Potentially lost among the Lazaridis’ statements about netbooks in CNET Asia’s RIM interview are a few important morsels about the BlackBerry Application Center, something we haven’t heard much about since it was officially announced at the BlackBerry Developer Conference. Below, you’ll find what Tyler Lessard, Director, ISV Alliances & Dev. Relations had to say.
Lessard: First of all, we have a strong developer community for many years. We’re looking to build on that and of course take advantage of all the applications that exist today and give them a central spot to be distributed. We think we’ll have a very broad breadth of applications that represent everything from games for the consumer to business productivity-type applications that cater to business professionals. Our focus is to make it a really effective channel for the developers. There are a few important things that we want to make sure we do. One is that the storefront is being designed from ground up for mobile software distribution. We are ensuring that developers will be able to submit applications and upgrades when they need to and letting users set up custom profiles so they can be alerted when new types of applications are posted.
We want to make sure we support free applications, paid applications and also monthly subscription billing or try-and-buy models.

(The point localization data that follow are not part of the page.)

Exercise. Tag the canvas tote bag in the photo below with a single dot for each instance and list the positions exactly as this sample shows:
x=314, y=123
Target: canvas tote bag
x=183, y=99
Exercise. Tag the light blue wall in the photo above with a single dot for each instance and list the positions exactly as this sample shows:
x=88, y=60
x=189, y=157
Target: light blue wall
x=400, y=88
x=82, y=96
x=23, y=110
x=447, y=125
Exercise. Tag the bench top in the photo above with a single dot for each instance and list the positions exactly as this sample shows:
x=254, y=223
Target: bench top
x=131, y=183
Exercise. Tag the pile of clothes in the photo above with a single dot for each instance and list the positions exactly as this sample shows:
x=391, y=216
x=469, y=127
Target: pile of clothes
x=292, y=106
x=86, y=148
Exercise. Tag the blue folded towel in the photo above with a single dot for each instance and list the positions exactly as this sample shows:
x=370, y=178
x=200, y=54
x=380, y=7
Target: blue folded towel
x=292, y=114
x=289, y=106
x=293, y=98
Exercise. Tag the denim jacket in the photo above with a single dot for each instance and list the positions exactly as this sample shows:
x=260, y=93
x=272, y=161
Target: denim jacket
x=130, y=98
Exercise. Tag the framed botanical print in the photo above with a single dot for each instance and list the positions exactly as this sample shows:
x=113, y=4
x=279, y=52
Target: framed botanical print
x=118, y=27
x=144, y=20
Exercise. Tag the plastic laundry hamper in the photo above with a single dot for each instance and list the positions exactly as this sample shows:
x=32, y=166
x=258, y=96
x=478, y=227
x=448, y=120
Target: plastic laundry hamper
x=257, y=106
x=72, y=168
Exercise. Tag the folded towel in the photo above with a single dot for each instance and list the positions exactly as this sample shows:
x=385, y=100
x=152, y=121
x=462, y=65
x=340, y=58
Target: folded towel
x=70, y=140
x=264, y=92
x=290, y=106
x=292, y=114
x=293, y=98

Those are things some other vendors have not been able to do because their stores weren’t designed for software necessarily. At the end of it, we want to support the broadest types of applications, different types of billing models and operate a very effective wireless channel for downloading of applications whether it’s via a cellular network or Wi-Fi.
Wireless operators can also offer their own customization to that storefront experience. So this won’t be the only place you can get applications for BlackBerry. If a wireless operator chooses to have a separate store where they highlight applications they want to sell because, for example, they have billing integration with those vendors, or it’s an exclusive application that’s available only on that operator, we want to make sure they can offer those separate applications and customize the storefront experience. We see the application store as a very important distribution mechanism, but it won’t be the only place. We’ll continue to let developers distribute directly as well.